Emotional intelligence came into the spotlight when Daniel Goleman published the book “Emotional Intelligence, Why It Can Matter More Than IQ” in 1995 (although the study of different forms of intelligence actually began long before the publication: See History of Emotional Intelligence)
Goleman describes being hit with a tidal wave of attention from the business community. Many prominent CEOs and executives told him they finally had a new language to articulate the core traits that had helped them succeed, despite being school dropouts like Branson.
Three years after his landmark book, Goleman wrote an article in Harvard Business Review called “What Makes a Leader?”, which attracted a higher percentage of readers than any other article published in HBR in the past 40 years. When the CEO of Johnson & Johnson read the article, he was so impressed that he had copies sent out to the 400 top executives in the company worldwide. HBR still lists the article as one of its ten “must-read” papers of all time.
TIME Magazine apparently thought something of the idea too, calling Emotional Intelligence one of the 25 “Most Influential Business Management Books.”
Caption: "What's Your EQ? It's not your IQ. It's not even a number. But emotional intelligence may be the best predictor of success in life, redefining what it means to be smart."
Despite its considerable importance, the field of Emotional Intelligence is still relatively new. Just as there is no consensus on what the term intelligence means, there is no universal definition of Emotional Intelligence.
Today, there are three leading thinkers on Emotional Intelligence:
"An array of non-cognitive capabilities, competencies, and skills that influence one's ability to succeed in coping with environmental demands and pressures."
John Mayer and Peter Salovey
“A form of intelligence that involves the ability to monitor one's own and others' feelings and emotions, to discriminate among them and to use this information to guide one's thinking and actions.”
“Emotional Intelligence refers to the capacity for recognising our own feelings and those of others, for motivating ourselves, and for managing emotions well in ourselves and in our relationships.”
(For more information see Models of Emotional Intelligence).
With our work in this field, we would define EI as: “The ability to sense, understand and effectively apply emotions to facilitate higher levels of collaboration and productivity.”

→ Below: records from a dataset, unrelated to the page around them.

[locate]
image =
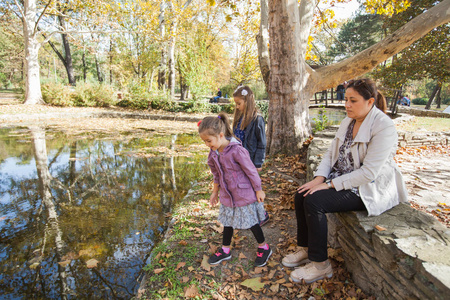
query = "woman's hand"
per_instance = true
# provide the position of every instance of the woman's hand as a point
(313, 185)
(214, 199)
(260, 195)
(322, 186)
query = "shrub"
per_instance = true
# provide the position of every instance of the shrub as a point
(57, 94)
(100, 95)
(137, 97)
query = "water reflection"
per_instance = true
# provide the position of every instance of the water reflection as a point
(66, 203)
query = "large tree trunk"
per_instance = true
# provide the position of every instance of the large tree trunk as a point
(288, 125)
(97, 68)
(438, 98)
(292, 82)
(68, 63)
(433, 95)
(33, 94)
(163, 61)
(262, 39)
(172, 66)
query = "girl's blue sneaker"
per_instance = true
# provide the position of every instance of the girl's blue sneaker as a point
(218, 257)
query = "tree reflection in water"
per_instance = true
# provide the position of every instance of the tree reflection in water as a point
(65, 201)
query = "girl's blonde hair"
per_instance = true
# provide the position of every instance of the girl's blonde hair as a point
(215, 125)
(250, 110)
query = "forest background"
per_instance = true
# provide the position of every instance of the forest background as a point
(152, 52)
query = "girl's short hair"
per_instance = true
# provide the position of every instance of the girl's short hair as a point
(215, 125)
(250, 109)
(367, 88)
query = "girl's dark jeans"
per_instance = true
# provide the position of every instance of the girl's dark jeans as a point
(312, 228)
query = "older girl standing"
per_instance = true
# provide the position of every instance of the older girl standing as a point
(249, 127)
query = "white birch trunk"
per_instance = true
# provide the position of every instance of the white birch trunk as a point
(33, 94)
(288, 125)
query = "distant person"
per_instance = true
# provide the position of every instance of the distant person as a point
(215, 99)
(340, 91)
(404, 101)
(239, 185)
(357, 173)
(250, 129)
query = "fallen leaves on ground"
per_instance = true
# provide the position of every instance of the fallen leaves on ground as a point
(92, 263)
(237, 278)
(254, 284)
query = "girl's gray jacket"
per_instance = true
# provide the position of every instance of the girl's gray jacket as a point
(238, 178)
(255, 140)
(377, 176)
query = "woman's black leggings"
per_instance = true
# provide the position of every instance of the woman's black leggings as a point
(228, 234)
(312, 226)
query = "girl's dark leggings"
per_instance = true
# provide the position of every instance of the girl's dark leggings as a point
(228, 234)
(312, 226)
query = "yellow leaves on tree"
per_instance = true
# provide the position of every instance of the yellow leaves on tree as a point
(388, 8)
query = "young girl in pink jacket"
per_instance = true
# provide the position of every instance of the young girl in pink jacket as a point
(236, 184)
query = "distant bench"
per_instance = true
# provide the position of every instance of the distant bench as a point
(221, 100)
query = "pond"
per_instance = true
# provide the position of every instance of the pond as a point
(79, 215)
(334, 116)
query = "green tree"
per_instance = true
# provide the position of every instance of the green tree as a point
(425, 58)
(357, 34)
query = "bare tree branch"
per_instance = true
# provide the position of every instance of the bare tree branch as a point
(366, 60)
(42, 14)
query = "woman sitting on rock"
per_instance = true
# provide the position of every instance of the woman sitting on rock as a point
(357, 172)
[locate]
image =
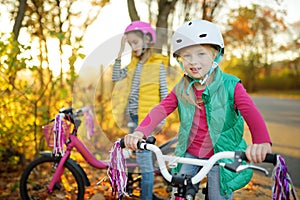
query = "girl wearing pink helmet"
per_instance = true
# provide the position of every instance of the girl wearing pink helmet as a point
(146, 84)
(212, 106)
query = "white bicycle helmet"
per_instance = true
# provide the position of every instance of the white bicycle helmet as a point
(197, 32)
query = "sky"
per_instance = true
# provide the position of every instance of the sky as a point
(114, 18)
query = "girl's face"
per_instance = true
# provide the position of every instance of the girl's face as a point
(197, 60)
(136, 43)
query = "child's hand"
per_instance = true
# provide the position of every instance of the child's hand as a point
(131, 140)
(256, 153)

We subscribe to the 5 competencies set out by Daniel Goleman, as we find this to be the most business friendly model:
1. Self Awareness - The ability to recognise and understand your own moods, emotions and drives as well as their effects on others.
2. Self Regulation - The ability to control or redirect disruptive impulses and moods. This includes the propensity to suspend judgment and to think before acting.
3. Motivation - A passion to work for reasons that go beyond money or status and to pursue your goals with energy and persistence.
4. Empathy - The ability to understand the emotional makeup of other people and the skill to treat people according to their emotional reactions.
5. Social Skills - Proficiency in managing relationships, building networks and the ability to find common ground to build rapport.
At the end of the day, EI is all about being aware of our own internal state, the way others are reacting, and how we can facilitate the best possible outcome for all involved.